The report adds: “Where pedestrian zone signs include the “no motor vehicles” sign, the zone will now be referred to as a “pedestrian and cycle zone”.

“In ‘Signing the Way’ we committed to trialling a new form of crossing, similar to a zebra crossing, which would allow cyclists to ride across it. While we have been unable to authorise a trial of such a crossing in the interim, we have worked with stakeholders to develop a design for inclusion in the revised TSRGD.”

David Cox, chair of CTC, the national cycling charity said: “There is hardly anywhere where cyclists get priority. You are either sharing space with faster heavier motor vehicles or allowed onto shared use pavements with pedestrians and as on the A38 to Selly Oak these are poorly designed discontinuous and slow. Canal tow paths similarly pedestrians should have priority.

“Birmingham’s cycle lanes are narrow and only protected by paint. Advanced stop lines are of limited use, often if ignored and potentially dangerous. I am greatly encouraged by Birmingham’s new approach.

“I do 6,000 miles a year on my bikes and thoroughly enjoy it. Current conditions put off too many people and we are way behind Netherlands, Denmark, Sweden and Germany.”

Chris Lowe Chair of Push Bikes, Birmingham’s voice for cycling said: “This idea of cycle streets is interesting, but the focus should be on livable streets – where the local residents can feel comfortable with their children playing outside, and where the street has a community feel, not a rat-run feel. Cycle streets would need to be supported by the community.

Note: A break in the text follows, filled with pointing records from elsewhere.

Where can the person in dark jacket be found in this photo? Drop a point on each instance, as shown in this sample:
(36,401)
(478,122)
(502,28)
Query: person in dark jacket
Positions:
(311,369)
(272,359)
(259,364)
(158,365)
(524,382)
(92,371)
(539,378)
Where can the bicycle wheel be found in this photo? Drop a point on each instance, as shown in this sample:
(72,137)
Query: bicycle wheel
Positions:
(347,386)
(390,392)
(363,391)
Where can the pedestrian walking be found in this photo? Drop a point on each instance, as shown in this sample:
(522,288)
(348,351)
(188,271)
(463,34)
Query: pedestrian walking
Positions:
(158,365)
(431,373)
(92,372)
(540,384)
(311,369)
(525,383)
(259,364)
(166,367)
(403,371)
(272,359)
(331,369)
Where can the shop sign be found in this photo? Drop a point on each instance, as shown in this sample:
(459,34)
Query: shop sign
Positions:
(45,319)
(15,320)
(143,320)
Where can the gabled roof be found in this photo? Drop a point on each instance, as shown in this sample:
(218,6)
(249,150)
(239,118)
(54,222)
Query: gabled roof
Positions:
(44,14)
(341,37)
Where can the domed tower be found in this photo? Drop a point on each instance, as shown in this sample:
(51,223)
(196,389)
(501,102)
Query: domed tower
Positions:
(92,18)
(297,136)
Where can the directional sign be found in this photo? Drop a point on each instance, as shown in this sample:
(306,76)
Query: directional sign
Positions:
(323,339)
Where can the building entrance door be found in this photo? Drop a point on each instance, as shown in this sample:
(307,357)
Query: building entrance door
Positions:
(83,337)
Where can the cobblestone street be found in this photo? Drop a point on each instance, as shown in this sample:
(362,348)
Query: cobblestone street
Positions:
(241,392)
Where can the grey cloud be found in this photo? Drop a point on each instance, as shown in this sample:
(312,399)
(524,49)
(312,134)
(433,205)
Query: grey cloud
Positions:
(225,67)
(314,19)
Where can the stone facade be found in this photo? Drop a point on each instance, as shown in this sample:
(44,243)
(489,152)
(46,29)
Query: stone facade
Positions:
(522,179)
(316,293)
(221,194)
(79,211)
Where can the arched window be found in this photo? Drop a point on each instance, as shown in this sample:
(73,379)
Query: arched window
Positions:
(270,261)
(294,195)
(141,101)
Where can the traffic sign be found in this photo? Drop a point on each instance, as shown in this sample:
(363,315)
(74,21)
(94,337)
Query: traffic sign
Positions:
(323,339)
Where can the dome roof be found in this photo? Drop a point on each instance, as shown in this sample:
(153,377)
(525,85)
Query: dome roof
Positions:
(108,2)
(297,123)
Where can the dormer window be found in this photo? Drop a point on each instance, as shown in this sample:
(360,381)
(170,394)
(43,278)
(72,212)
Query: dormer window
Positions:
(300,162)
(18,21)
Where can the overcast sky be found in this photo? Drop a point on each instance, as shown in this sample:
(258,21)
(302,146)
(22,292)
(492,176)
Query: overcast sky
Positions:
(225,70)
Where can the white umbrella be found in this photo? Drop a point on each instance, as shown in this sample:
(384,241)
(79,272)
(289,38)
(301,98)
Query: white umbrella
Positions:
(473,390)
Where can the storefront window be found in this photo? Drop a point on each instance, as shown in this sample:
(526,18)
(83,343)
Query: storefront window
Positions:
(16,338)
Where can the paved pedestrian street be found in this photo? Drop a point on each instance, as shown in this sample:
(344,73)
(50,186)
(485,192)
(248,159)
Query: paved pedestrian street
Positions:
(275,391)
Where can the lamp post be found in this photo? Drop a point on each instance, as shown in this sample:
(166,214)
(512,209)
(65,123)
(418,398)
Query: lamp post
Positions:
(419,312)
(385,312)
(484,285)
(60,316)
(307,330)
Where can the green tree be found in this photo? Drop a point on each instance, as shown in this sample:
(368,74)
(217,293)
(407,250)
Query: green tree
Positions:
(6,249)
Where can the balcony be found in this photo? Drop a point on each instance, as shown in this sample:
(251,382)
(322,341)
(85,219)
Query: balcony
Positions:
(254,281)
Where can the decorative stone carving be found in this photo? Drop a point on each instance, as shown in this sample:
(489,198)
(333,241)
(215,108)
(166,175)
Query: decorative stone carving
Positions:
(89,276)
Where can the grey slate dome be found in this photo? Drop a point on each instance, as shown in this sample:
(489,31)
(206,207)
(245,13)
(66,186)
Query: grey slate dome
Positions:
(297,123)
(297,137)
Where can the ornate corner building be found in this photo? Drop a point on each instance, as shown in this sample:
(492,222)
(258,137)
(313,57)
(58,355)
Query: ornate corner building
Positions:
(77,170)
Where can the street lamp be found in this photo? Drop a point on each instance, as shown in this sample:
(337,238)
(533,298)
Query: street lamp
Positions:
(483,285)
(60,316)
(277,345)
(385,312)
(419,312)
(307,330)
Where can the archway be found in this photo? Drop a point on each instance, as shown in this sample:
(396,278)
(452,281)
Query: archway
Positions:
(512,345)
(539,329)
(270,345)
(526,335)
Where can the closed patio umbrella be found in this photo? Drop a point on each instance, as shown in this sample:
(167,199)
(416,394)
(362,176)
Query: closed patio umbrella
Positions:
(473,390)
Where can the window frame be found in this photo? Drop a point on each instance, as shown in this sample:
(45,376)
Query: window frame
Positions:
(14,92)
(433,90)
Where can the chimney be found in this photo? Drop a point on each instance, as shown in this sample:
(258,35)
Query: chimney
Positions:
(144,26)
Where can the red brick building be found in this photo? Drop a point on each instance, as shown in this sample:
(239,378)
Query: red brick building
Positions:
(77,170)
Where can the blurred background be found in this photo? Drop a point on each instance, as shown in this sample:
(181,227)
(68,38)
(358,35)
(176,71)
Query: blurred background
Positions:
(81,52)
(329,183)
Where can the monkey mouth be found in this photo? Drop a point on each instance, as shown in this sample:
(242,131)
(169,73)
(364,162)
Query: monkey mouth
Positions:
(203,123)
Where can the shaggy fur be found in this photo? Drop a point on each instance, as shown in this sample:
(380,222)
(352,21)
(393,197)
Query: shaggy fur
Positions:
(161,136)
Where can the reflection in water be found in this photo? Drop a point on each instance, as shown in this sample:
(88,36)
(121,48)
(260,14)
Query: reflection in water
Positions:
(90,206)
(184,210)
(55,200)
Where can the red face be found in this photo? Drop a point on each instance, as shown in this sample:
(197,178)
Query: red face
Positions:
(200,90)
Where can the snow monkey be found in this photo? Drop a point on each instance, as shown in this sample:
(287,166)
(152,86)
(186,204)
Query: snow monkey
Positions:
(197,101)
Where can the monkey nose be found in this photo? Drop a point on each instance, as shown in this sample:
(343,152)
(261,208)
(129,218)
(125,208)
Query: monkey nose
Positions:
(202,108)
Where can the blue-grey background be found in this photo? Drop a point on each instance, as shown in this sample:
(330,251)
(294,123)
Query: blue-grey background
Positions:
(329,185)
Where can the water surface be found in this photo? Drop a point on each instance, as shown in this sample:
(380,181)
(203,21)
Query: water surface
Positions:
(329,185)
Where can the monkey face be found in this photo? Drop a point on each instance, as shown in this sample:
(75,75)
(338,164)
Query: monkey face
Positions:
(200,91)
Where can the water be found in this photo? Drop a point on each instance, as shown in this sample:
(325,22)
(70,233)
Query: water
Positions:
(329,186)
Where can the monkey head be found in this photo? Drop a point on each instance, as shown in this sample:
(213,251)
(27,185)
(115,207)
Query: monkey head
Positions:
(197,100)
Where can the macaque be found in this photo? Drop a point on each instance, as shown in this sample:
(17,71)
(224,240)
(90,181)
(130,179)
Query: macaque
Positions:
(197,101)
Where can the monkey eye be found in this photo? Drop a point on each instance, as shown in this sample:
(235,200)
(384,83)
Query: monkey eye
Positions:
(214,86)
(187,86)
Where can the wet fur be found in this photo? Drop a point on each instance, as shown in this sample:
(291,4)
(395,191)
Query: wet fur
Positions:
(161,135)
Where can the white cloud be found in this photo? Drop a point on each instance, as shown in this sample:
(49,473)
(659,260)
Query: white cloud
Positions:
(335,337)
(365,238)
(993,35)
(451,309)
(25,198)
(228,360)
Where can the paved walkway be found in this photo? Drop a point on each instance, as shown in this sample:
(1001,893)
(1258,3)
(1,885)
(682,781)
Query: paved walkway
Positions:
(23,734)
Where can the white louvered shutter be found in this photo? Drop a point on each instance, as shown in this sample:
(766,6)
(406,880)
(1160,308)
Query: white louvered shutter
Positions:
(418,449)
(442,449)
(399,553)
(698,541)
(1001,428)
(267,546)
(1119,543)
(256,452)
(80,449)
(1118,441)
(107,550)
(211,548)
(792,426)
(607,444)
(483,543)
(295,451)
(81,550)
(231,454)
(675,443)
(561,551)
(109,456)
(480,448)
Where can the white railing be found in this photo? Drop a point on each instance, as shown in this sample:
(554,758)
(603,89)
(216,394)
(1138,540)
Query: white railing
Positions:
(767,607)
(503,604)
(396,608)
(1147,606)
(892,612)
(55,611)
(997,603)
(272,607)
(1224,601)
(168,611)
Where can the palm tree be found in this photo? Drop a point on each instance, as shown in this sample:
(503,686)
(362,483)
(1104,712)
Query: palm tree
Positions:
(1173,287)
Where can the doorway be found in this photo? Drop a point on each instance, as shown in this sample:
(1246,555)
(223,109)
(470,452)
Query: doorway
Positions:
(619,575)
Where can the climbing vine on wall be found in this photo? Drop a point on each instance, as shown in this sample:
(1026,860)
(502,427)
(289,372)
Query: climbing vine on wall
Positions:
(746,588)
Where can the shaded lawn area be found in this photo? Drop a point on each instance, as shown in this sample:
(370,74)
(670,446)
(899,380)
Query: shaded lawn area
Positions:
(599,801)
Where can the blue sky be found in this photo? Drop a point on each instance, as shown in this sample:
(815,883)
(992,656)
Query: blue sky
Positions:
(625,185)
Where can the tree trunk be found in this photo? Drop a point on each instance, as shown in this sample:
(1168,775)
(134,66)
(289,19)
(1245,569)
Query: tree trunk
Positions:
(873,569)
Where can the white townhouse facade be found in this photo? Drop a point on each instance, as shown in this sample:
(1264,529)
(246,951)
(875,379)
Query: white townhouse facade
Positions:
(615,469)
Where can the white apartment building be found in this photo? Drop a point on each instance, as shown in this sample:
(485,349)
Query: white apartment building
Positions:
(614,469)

“Birmingham City Council is trialling 20 mph speed limits, and has received positive feedback from residents who want their own streets to be 20 mph as well. Push Bikes believes that consistency in speed limits will help car users to understand what is expected of them, so we support a high level of consistency in the new speed limits that Birmingham City Council are trialling.

“To create livable streets and comfortable space for cycling, preventing rat-running is essential, and Push Bikes would like that to be a priority.”

A Birmingham City Council spokesperson said: “We are currently considering our response to the consultation being carried out. Here is Birmingham we have started the Birmingham Cycle Revolution project and are in the process of planning for the trial of 20 is Plenty – which will see 20mph limits implemented on the vast majority of city roads.

“These two schemes will make cycling much safer and easier and in the city, improving the health of citizens and the environment in the process.”